E sono cinque, a oggi, le riunioni dell’Eurogruppo in cui si è discusso – e anche bisticciato – su una soluzione del problema ellenico. Le distanze si sono accorciate? Pare di no, anzi. Tsipras, ma soprattutto il ministro delle Finanze Varoufakis “non sono stati in grado di giocare a due livelli trovando un equilibrio tra ‘reputazione’ con i loro creditori e ‘popolarità’ con i loro elettori. Ora contano quasi esclusivamente sul timore che i loro creditori avrebbero degli effetti dell’uscita delle Grecia dall’eurozona sul resto dell’area”, ha scritto su queste pagine Giuseppe Pennisi. Ma qualcosa dev’essere cambiato nella strategia del governo perché da ieri si è ricominciato a discutere, in teleconferenza, con i tecnocrati del “Brussels Group”, dopo che Tsipras ha sollevato la cornetta per parlare con i principali protagonisti europei.
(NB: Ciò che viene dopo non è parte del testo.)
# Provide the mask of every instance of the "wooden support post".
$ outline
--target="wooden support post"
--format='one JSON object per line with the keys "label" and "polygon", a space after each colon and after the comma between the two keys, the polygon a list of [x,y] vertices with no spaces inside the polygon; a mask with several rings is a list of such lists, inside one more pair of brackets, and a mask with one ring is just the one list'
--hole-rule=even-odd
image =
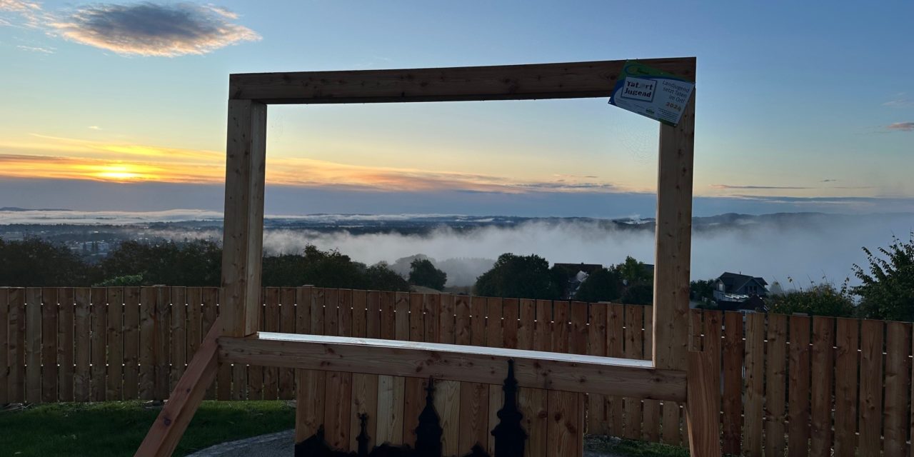
{"label": "wooden support post", "polygon": [[223,335],[245,336],[260,324],[267,105],[228,101],[226,201],[219,314]]}
{"label": "wooden support post", "polygon": [[203,401],[207,388],[216,378],[218,367],[217,339],[222,329],[218,321],[194,354],[194,358],[178,379],[168,402],[155,418],[155,422],[136,450],[134,457],[166,457],[175,452],[184,430],[187,429],[187,424]]}
{"label": "wooden support post", "polygon": [[660,125],[656,257],[654,271],[654,366],[685,370],[688,347],[692,250],[695,92],[675,127]]}
{"label": "wooden support post", "polygon": [[696,457],[720,457],[720,374],[710,351],[688,353],[686,423]]}

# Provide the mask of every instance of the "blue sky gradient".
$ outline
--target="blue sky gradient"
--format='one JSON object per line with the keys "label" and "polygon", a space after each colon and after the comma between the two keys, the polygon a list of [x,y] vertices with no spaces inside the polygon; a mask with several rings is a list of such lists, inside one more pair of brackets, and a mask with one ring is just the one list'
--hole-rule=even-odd
{"label": "blue sky gradient", "polygon": [[[221,207],[229,73],[696,56],[696,214],[914,211],[909,1],[180,5],[0,2],[0,207]],[[271,108],[268,211],[650,216],[656,132],[598,99]]]}

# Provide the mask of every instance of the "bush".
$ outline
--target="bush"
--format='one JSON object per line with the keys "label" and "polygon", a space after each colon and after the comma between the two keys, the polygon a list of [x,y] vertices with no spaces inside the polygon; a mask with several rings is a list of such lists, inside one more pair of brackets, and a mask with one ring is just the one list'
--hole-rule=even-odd
{"label": "bush", "polygon": [[808,291],[791,291],[765,299],[770,313],[834,317],[854,316],[856,308],[846,287],[840,290],[831,284],[820,284]]}
{"label": "bush", "polygon": [[409,283],[441,291],[448,282],[448,274],[435,268],[428,259],[414,259],[409,263]]}
{"label": "bush", "polygon": [[892,237],[888,248],[879,248],[886,259],[864,248],[867,272],[854,265],[854,273],[863,282],[855,287],[860,296],[864,317],[890,321],[914,321],[914,232],[905,242]]}
{"label": "bush", "polygon": [[96,278],[94,269],[62,244],[0,239],[0,286],[84,286]]}
{"label": "bush", "polygon": [[549,262],[536,254],[498,256],[494,266],[476,279],[476,295],[552,300],[560,293]]}

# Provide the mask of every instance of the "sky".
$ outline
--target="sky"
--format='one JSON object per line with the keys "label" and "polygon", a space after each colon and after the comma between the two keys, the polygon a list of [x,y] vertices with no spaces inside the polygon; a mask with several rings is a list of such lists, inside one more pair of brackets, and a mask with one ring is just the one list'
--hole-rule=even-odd
{"label": "sky", "polygon": [[[697,58],[695,214],[914,212],[914,2],[0,0],[0,207],[221,210],[230,73]],[[266,211],[652,216],[605,99],[271,106]]]}

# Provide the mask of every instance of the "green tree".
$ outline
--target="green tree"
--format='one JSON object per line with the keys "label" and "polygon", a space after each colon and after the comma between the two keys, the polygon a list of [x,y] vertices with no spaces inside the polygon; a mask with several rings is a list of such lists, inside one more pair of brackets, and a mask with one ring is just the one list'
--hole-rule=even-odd
{"label": "green tree", "polygon": [[63,244],[0,239],[0,286],[84,286],[95,279],[95,270]]}
{"label": "green tree", "polygon": [[222,250],[212,241],[123,241],[101,260],[104,282],[142,276],[143,285],[218,286]]}
{"label": "green tree", "polygon": [[654,304],[654,284],[635,282],[625,286],[619,299],[625,304]]}
{"label": "green tree", "polygon": [[831,284],[819,284],[805,291],[791,291],[765,299],[770,313],[851,317],[855,314],[854,300],[846,287],[835,289]]}
{"label": "green tree", "polygon": [[376,263],[365,270],[366,285],[372,291],[408,292],[409,283],[385,262]]}
{"label": "green tree", "polygon": [[879,248],[885,258],[863,250],[868,271],[854,265],[854,274],[863,283],[853,289],[860,296],[863,317],[914,321],[914,231],[908,241],[892,237],[887,248]]}
{"label": "green tree", "polygon": [[696,302],[711,302],[714,300],[715,280],[696,280],[689,282],[689,295]]}
{"label": "green tree", "polygon": [[428,259],[414,259],[409,263],[409,283],[441,291],[448,282],[448,274],[435,268]]}
{"label": "green tree", "polygon": [[625,257],[625,261],[616,265],[619,274],[629,284],[650,282],[654,281],[654,273],[647,264],[636,260],[632,256]]}
{"label": "green tree", "polygon": [[579,302],[611,302],[619,300],[622,281],[615,269],[601,268],[590,273],[574,294]]}
{"label": "green tree", "polygon": [[549,262],[536,254],[498,256],[491,270],[476,279],[477,295],[490,297],[554,299],[560,293]]}

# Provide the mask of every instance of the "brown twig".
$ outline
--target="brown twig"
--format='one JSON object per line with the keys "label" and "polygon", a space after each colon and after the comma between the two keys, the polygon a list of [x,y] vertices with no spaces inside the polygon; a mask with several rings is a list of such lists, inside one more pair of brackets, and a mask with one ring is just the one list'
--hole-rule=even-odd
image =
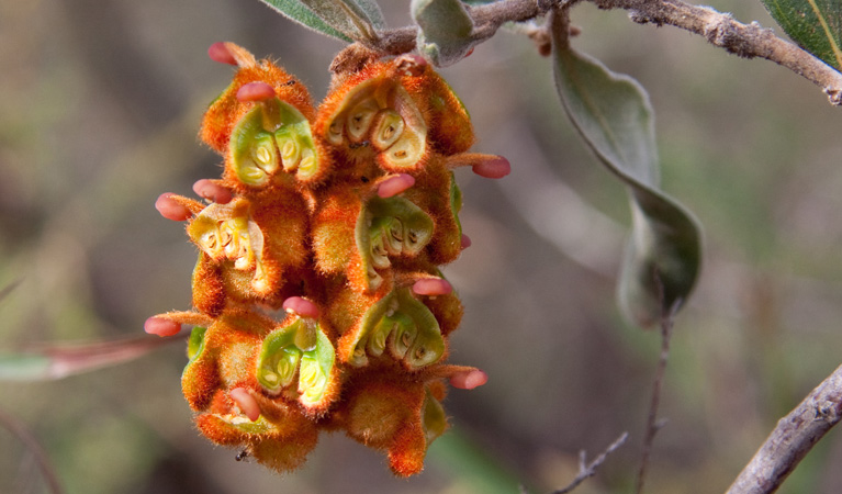
{"label": "brown twig", "polygon": [[658,408],[661,405],[661,390],[663,389],[664,374],[666,373],[666,362],[670,358],[670,340],[673,333],[673,321],[675,313],[681,306],[681,299],[673,306],[665,311],[661,316],[661,356],[658,359],[658,369],[655,370],[655,380],[652,385],[652,398],[649,404],[649,418],[647,420],[647,435],[643,438],[643,451],[640,458],[640,469],[638,470],[638,481],[635,492],[643,492],[643,483],[649,468],[649,457],[652,453],[652,445],[655,440],[655,434],[664,426],[664,423],[658,419]]}
{"label": "brown twig", "polygon": [[23,424],[21,424],[20,420],[7,414],[2,409],[0,409],[0,427],[8,429],[26,446],[26,449],[29,449],[32,456],[35,458],[35,462],[38,464],[38,468],[41,468],[41,472],[44,474],[44,478],[47,481],[49,492],[53,494],[63,494],[64,490],[61,489],[61,484],[58,482],[58,475],[56,475],[56,472],[53,469],[53,465],[49,462],[44,448],[41,447],[35,436],[33,436],[32,433],[30,433],[30,430]]}
{"label": "brown twig", "polygon": [[778,420],[727,494],[775,492],[804,457],[842,419],[842,366]]}
{"label": "brown twig", "polygon": [[705,36],[712,45],[745,58],[766,58],[820,87],[832,104],[842,105],[842,74],[784,41],[756,22],[743,24],[730,14],[682,0],[592,0],[603,9],[624,9],[641,24],[673,25]]}
{"label": "brown twig", "polygon": [[[474,21],[472,42],[490,38],[507,22],[525,22],[560,7],[582,0],[504,0],[469,9]],[[819,86],[834,105],[842,105],[842,72],[808,52],[775,35],[756,22],[743,24],[730,14],[682,0],[588,0],[600,9],[627,10],[641,24],[672,25],[704,36],[708,42],[744,58],[765,58]],[[401,55],[415,49],[417,27],[400,27],[378,33],[367,47],[383,55]]]}
{"label": "brown twig", "polygon": [[605,449],[598,457],[594,459],[591,463],[586,462],[585,451],[582,450],[579,452],[579,474],[576,474],[576,478],[573,479],[573,482],[568,484],[566,487],[561,489],[559,491],[553,491],[551,494],[568,494],[570,492],[573,492],[574,489],[579,486],[582,482],[586,481],[587,479],[596,475],[596,469],[602,467],[603,463],[605,463],[605,460],[608,458],[608,454],[613,453],[614,451],[617,451],[617,449],[620,448],[626,442],[626,439],[629,438],[629,433],[622,433],[620,437],[614,440],[608,448]]}

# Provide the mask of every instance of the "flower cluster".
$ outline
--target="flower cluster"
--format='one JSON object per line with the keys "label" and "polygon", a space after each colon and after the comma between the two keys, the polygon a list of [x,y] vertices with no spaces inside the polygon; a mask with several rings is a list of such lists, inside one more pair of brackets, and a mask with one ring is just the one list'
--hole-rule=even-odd
{"label": "flower cluster", "polygon": [[499,178],[508,162],[467,153],[468,113],[417,56],[336,75],[316,109],[273,63],[210,54],[237,66],[201,130],[222,179],[197,182],[204,202],[156,204],[199,248],[194,308],[145,328],[193,326],[182,388],[214,442],[287,471],[344,430],[415,474],[447,428],[447,383],[486,379],[445,363],[462,306],[439,267],[470,244],[451,170]]}

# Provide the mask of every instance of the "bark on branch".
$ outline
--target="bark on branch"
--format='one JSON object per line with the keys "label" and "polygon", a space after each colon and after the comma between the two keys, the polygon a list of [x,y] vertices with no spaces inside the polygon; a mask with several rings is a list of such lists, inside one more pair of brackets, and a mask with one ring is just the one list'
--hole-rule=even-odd
{"label": "bark on branch", "polygon": [[[622,9],[632,21],[673,25],[704,36],[712,45],[745,58],[766,58],[820,87],[834,105],[842,105],[842,72],[756,22],[743,24],[730,14],[682,0],[502,0],[469,9],[474,21],[472,41],[490,38],[507,22],[525,22],[551,9],[591,1],[600,9]],[[380,54],[401,55],[415,49],[417,27],[378,33],[367,47]]]}
{"label": "bark on branch", "polygon": [[842,366],[777,423],[727,494],[765,494],[781,486],[801,459],[842,419]]}

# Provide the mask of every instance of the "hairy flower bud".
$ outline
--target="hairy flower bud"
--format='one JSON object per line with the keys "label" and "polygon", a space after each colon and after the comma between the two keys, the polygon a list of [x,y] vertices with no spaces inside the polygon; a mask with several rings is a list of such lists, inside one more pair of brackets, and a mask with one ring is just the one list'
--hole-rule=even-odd
{"label": "hairy flower bud", "polygon": [[316,111],[271,61],[232,43],[209,54],[237,66],[200,133],[223,177],[195,183],[210,203],[156,202],[199,249],[195,312],[146,330],[193,326],[181,383],[212,441],[288,471],[343,429],[416,474],[448,427],[448,380],[487,379],[446,363],[462,304],[439,268],[470,244],[452,169],[499,178],[508,162],[467,153],[468,112],[418,56],[338,76]]}

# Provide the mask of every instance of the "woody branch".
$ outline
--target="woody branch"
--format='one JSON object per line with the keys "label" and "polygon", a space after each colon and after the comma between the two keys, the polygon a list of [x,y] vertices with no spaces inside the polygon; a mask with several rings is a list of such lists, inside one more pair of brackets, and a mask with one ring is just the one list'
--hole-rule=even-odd
{"label": "woody branch", "polygon": [[[552,9],[583,0],[503,0],[468,8],[474,21],[474,41],[487,40],[506,22],[525,22]],[[730,14],[682,0],[586,0],[600,9],[622,9],[641,24],[673,25],[704,36],[712,45],[744,58],[765,58],[820,87],[831,104],[842,105],[842,74],[795,44],[782,40],[756,22],[743,24]],[[412,52],[417,29],[401,27],[380,33],[370,48],[390,55]]]}

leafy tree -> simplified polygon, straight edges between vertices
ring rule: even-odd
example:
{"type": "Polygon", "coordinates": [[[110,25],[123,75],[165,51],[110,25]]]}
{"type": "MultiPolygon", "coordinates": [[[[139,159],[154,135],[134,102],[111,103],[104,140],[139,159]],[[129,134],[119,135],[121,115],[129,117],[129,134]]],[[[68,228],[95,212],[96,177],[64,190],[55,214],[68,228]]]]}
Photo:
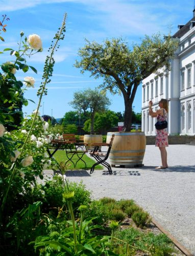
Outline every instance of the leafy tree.
{"type": "Polygon", "coordinates": [[[70,104],[78,111],[83,111],[84,114],[86,114],[87,110],[89,110],[91,120],[90,134],[94,134],[95,114],[106,110],[107,106],[110,105],[110,101],[105,92],[100,92],[97,89],[88,89],[81,92],[75,92],[74,100],[70,102],[70,104]]]}
{"type": "MultiPolygon", "coordinates": [[[[88,111],[85,111],[85,114],[81,113],[81,120],[83,123],[88,118],[90,115],[88,111]]],[[[68,111],[66,112],[62,119],[62,123],[63,125],[74,123],[78,124],[79,122],[79,113],[78,111],[68,111]]]]}
{"type": "Polygon", "coordinates": [[[130,50],[121,38],[107,39],[103,44],[86,40],[79,50],[81,60],[75,66],[81,72],[89,71],[95,78],[103,77],[100,87],[111,93],[121,93],[125,102],[125,130],[131,131],[132,104],[138,86],[151,73],[163,68],[170,70],[168,59],[177,49],[178,41],[170,35],[162,39],[160,34],[145,36],[140,45],[130,50]]]}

Ma con una differenza: a trattare da parte ellenica non ci sarà più l’uomo fidato Nikos Theocharakis (poco incline ai compromessi) di Varoufakis, bensì Jorgos Huliarakis, il tecnocrate scelto dal vice primo ministro, Yannis Dragasakis, da sempre partigiano dell’accordo con i creditori.
Una scelta che sarebbe il segnale dell’inizio dell’ammorbidimento del governo ellenico. Varoufakis all’angolo e i moderati al lavoro. Al ministro-rock vengono rimproverati alcuni errori strategici, il più significativo è quello di non aver chiesto finanziamenti nell’atto della firma dell’accordo stipulato il 20 febbraio. Sembra così iniziare la ricerca per individuare il “capro espiatorio” della gestione delle trattative. Per il momento è stato “messo in sicurezza”. Da ieri, il responsabile politico della trattative è il vice-ministro per i rapporti economici internazionali, Euclid Tsakalotos, altro economista che ha più volte espresso idee “massimaliste”.
Dalla prima riunione dell’Eurogruppo, l’11 febbraio, a oggi le analisi sugli indici economici sono allarmanti. L’erosione dei conti bancari continua, per questa ragione le banche sono costrette a continuare a reperire contanti tramite il meccanismo dell’Ela e pagando un tasso di interesse dell’1,5%. I pagamenti dello Stato verso i privati (debiti per 20 miliardi) sono bloccati e hanno creato dei seri problemi soprattutto agli enti ospedalieri e alle società di distribuzione di farmaci. Le casse mutue hanno bloccato ogni decisione per il pagamento della pensione e del Tfr per i neo-pensionati, i quali si ritrovano così a dover sopravvivere con i propri risparmi.
Se non si trova un accordo entro maggio, il governo sarà costretto a prendere misure straordinarie, sostiene il vice primo ministro Dragasakis. Quali? Non è dato saperlo. Sembra comunque che l’iniziativa sia passata nelle mani dello stesso Tsipras e di Dragasakis, i quali cercano di trovare una quadratura con gli europei con nuove cinque proposte: congelamento della nuova legge sui rapporti di lavoro; blocco delle pensioni anticipate; riduzione per pensioni integrative privilegiate; introduzione della tassa del “lusso” per gli alberghi a cinque stelle; gli introiti derivanti dalle privatizzazioni andranno in parte a pagare i debiti e in parte a sostegno delle casse pensioni.
In questa incertezza sono arrivati anche due sondaggi che offrono risultati concordanti, i quali se da una parte rendono euforico il governo, dall’altra creano dubbi sulla politica finora seguita. Il sorriso sono i 13-15 punti percentuali che dividono Syriza e Nea Democrazia, nel caso si andasse a elezioni. I problemi sono le altre percentuali. Il favore verso il governo è sceso al 43,3%, quando a febbraio erano il 62,5%. La preoccupazione aumenta al 52,9%, quando a febbraio era del 34%. La rabbia sale al 32,6%, quando a febbraio era al 2,7%. In questo magma, i sondaggi rivelano che sette greci su dieci sono favorevoli alla permanenza nell’euro, ma insistono per votare Syriza e svuotare i loro conti bancari. D’altra parte non esiste una alternativa politica fin quando il Presidente di Nea Democrazia, Antonis Samaras, resterà al timone del partito.
Di fronte a questi numeri, Tsipras sembra che abbia tirato il freno a mano per le possibili elezioni anticipate. Da domenica pomeriggio, quando le linee telefoniche della presidenza erano intasate per i colloqui con i leader europei, sembra che il governo intenda adottare un’altra strategia: quella del realismo, senza comunque escludere altre smentite, come ci hanno abituato in questi mesi il governo e i suoi ministri.